With an online catalog of over 1M SKUs and a multi-billion dollar e-commerce store, things were going well for the online retailer. However, their search engine’s relevancy was not ideal, hurting their shoppers’ ability to discover the right products and lowering conversion rates.
The core problem was imperfect product attribution of catalog data. The attributes were coming from the e-commerce system in a form of text fields that contained a sizable number of errors or omissions. This time, the product management team decided to try something new - use product images as a data source to extract the attributes from the visual product features, such as color, style, height, shape, and more.
At the same exact time, a different idea took shape - perhaps it was also possible to use visual similarity between product images to offer customers an entirely new and exciting way to discover products similar to those they “like”. Upon further examination, it turned out that the underlying technology is nearly identical in both cases. The product management team brought in Grid Dynamics, as they wanted our ML experience to help them build an entirely new type of search engine, based on visual product similarity.
In this blog post, we’ll share how such an engine can be designed and trained to address visual similarity search and automated image-based catalog attribution using computer vision and machine learning.
Not all shoppers know exactly what they want when they shop. Many of them have a rough idea of what they are looking for, but are also interested in comparing items. In many domains, such as apparel or decoration, product look is a major factor in making a purchasing decision. Therefore, an accurate way of determining visual similarity is of great value to online retailers.
For product discovery, the main feature involves the ability to search for a similar-looking item in a catalog given a sample or an “anchor” item:
Here, you can see how the model can pick up the main characteristics of the sample dress and find similar-looking short striped dresses from the catalog. This feature can also be termed “visual recommendation” or “show me more like this”.
Once you have determined the visual similarity of your products, you can also unlock several other powerful features, such as “sort by similar”. This allows the customer to sort the category or the search result not only by common sorting criteria such as price or rating, but also by similarity to a particular “anchor” product, which can be explicitly selected by the customer with a “like” button on the UI:
As seen above, the category can then be re-sorted by visual similarity to the anchor product, with respect to applied keywords and filters. In a more sophisticated case, the “anchor” product can be implicitly derived from the customer behaviour, such as shopping cart content, session view history, add-to-bag, or order history.
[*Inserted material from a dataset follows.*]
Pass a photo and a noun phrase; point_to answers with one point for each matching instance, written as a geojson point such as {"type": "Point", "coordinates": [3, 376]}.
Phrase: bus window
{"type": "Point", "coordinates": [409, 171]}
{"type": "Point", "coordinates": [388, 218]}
Another interesting feature is that similarity can be sorted against multiple anchor products at once, essentially finding matches that have features of both items:
You can play with a sandbox demo that features a catalog of dresses, toys, laptops, and TVs.
Now that we’re clear on the main use cases, let's take a look under the hood and see how it all works.
As much as we like to think that our computers can “think” and “understand” us, in reality, that's not how they work. They are just exceptionally good at remembering things and crunching numbers very, very quickly. For a computer, a picture of a dress is just a set of neatly arranged bytes. Needless to say, searching for other images with similar bytes is very unlikely to yield similar-looking images.
Instead, we need to somehow convert those images into a different numerical representation that captures the essence of the image’s content and style. This conversion, known as vectorization, should work in such a way that similar-looking images will be mapped to similar vectors. Once images are converted into vectors, a wealth of algorithms are then generated to search for other similar vectors, thus finding similar images.
This approach to similarity search is known as a vector space model and is traditionally applied to text-based similarity. However, nothing prevents us from applying the same principles to other objects, as long as we can find a proper vectorization model.
The vector space model approach is simple and powerful but can be slow if applied one at a time to many single images. Applied directly to millions of products in a catalog, it can take a long time to search through all of them to find similarities to an anchor image. The main reason for this is the Curse of Dimensionality. All nearest neighbor search algorithms eventually need to calculate distances between the vectors, which becomes slower as vector dimensionality grows. As any meaningful representation of an image requires hundreds or even thousands of dimensions, the vector space model approach needs to be combined with other external processes to perform well in most practical use cases.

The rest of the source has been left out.